Before President Woodrow Wilson recognized the second Sunday in May as Mother’s Day in 1914, women had been fighting for the holiday since shortly after the Civil War.
According to National Geographic, Julia Ward Howe, author of the “Battle Hymn of the Republic,” suggested a Mothers’ Peace Day in 1872.
Initially, people celebrated the holiday by meeting in churches, social halls or other public places to sing, pray and read essays about peace.
Chicago was among a handful of cities to take up the tradition, and Chicagoans celebrated the holiday in June until 1913.
But that version of the holiday failed to gain much popularity outside of peace activists. By the turn of the 20th century, people suggested a more politically neutral holiday to honor mothers.
One of those early proponents was former football coach Frank Hering. In 1904 he announced at an Indianapolis gathering of The Fraternal Order of Eagles that the group needed to promote one Sunday each year as a day for mothers. The national organization picked up the challenge through its member clubs to champion a mother’s day in cities across the country.

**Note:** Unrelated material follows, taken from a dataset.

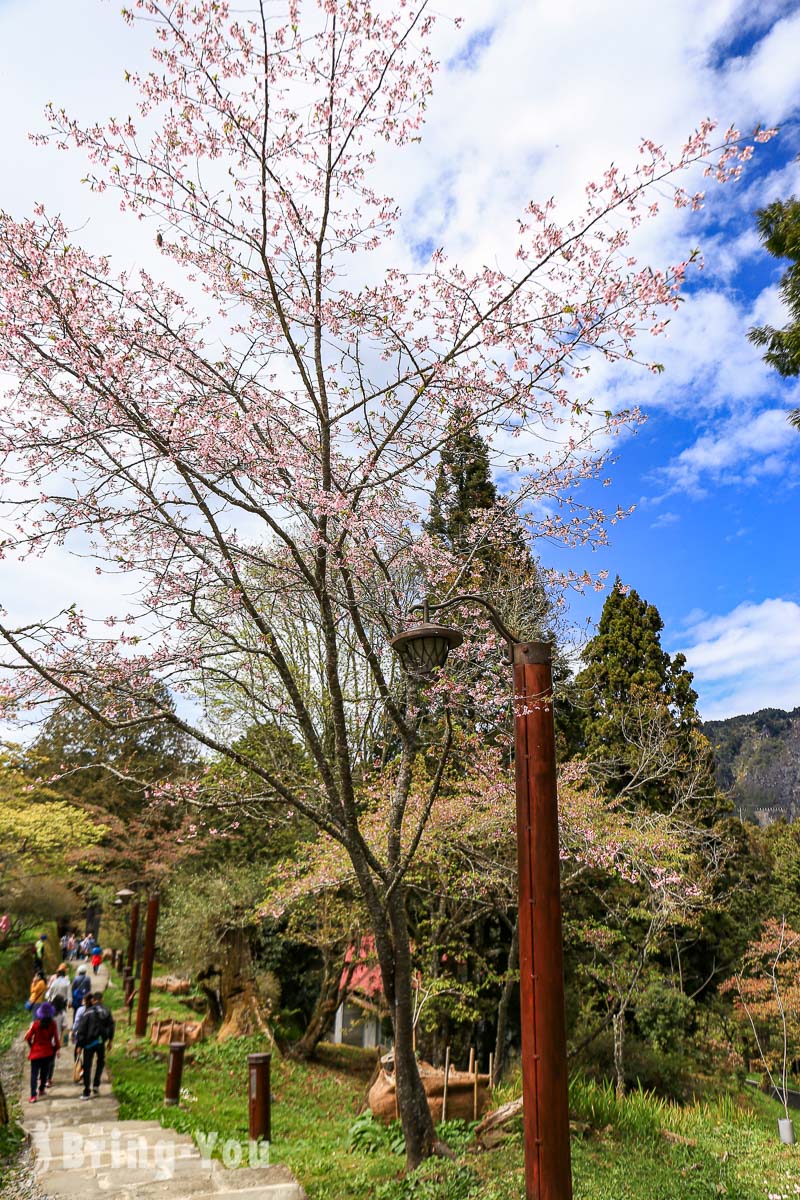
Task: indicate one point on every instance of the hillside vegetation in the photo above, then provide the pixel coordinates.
(758, 762)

The group still considers Hering as the father of Mother’s Day, much to the everlasting ire of Anna Jarvis.
Jarvis is generally considered the founder of Mother’s Day even though her mother, Ann Jarvis, cared for Civil War wounded on both sides of the war and tried to start a Mother’s Friendship Day for Civil War mothers, according to Mentalfloss.com.
The elder Jarvis died in 1905. The younger Jarvis worked furiously through letters and talks around the world to promote a day in honor of mothers. Her idea caught on among some elite supporters, including H. J. Heinz and John Wanamaker. Nearly 10 years later, in 1914, Congress passed a law recognizing the holiday and President Wilson signed it into law.

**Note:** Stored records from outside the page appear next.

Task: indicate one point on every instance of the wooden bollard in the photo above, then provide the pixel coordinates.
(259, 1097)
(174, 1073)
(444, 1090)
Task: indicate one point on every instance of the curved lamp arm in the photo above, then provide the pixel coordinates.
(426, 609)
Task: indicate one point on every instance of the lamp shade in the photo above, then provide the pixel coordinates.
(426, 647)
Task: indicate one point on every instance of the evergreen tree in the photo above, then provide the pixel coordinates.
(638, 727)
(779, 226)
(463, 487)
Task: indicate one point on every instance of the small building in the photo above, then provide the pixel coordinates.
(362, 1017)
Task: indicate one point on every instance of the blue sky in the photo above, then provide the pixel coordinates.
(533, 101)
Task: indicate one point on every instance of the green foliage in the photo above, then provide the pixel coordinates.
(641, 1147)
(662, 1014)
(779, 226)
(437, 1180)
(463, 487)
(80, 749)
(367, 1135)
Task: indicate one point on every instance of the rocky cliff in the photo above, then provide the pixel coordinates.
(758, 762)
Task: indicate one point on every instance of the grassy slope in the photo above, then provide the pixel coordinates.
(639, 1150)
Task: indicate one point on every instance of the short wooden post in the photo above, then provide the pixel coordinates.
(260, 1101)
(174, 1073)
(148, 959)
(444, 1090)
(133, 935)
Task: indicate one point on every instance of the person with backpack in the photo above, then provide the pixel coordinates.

Even so, Jarvis couldn’t stand that Hering and his fraternal organization promoted Hering as the originator of Mother’s Day. In the 1920s she issued a statement claiming he “kidnapped” Mother’s Day, according to National Geographic.
Jarvis wrote that Hering was, “making a desperate effort to snatch from me the rightful title of originator and founder of Mother’s Day, established by me after decades of untold labor, time, and expense.”

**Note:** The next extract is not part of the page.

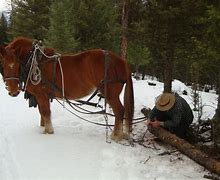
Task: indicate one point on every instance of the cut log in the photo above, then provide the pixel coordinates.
(186, 148)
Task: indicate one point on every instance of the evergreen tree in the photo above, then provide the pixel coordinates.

For the rest of her life, she signed everything, “Anna Jarvis, founder of Mother’s Day.” By 1920 she was already souring on the holiday’s commercial aspects.
According to mentalfloss.com, white carnations were always part of Mother’s Day, but soon florists added other flower arrangements, card companies designed greeting cards and stores were promoting Mother’s Day gifts and candies.
Outraged, Jarvis wrote that these commercial industries were, “charlatans, bandits, pirates, racketeers, kidnappers and termites that would undermine with their greed one of the finest, noblest and truest movements and celebrations.”
She tried to get Mother’s Day trademarked, but the trademark office denied the request. FTD offered to share its profits with Jarvis, but this enraged her. In 1934 the post office issued a Mother’s Day stamp and this, too, infuriated her.
By Jarvis’ way of thinking, Mother’s Day should be celebrated with a handwritten letter to mom, and nothing more. Jarvis, it should be noted, had no children.
“A maudlin, insincere printed card or ready-made telegram means nothing except that you’re too lazy to write to the woman who has done more for you than anyone else in the world,” she wrote.
In later years, she had to be dragged from public Mother’s Day events and she was arrested for trying to stop the sale of carnations and finally she tried to have the holiday rescinded.
Jarvis died in a mental health institution in Pennsylvania in 1948. She had no money, though, and her bill was paid by a florists’ association.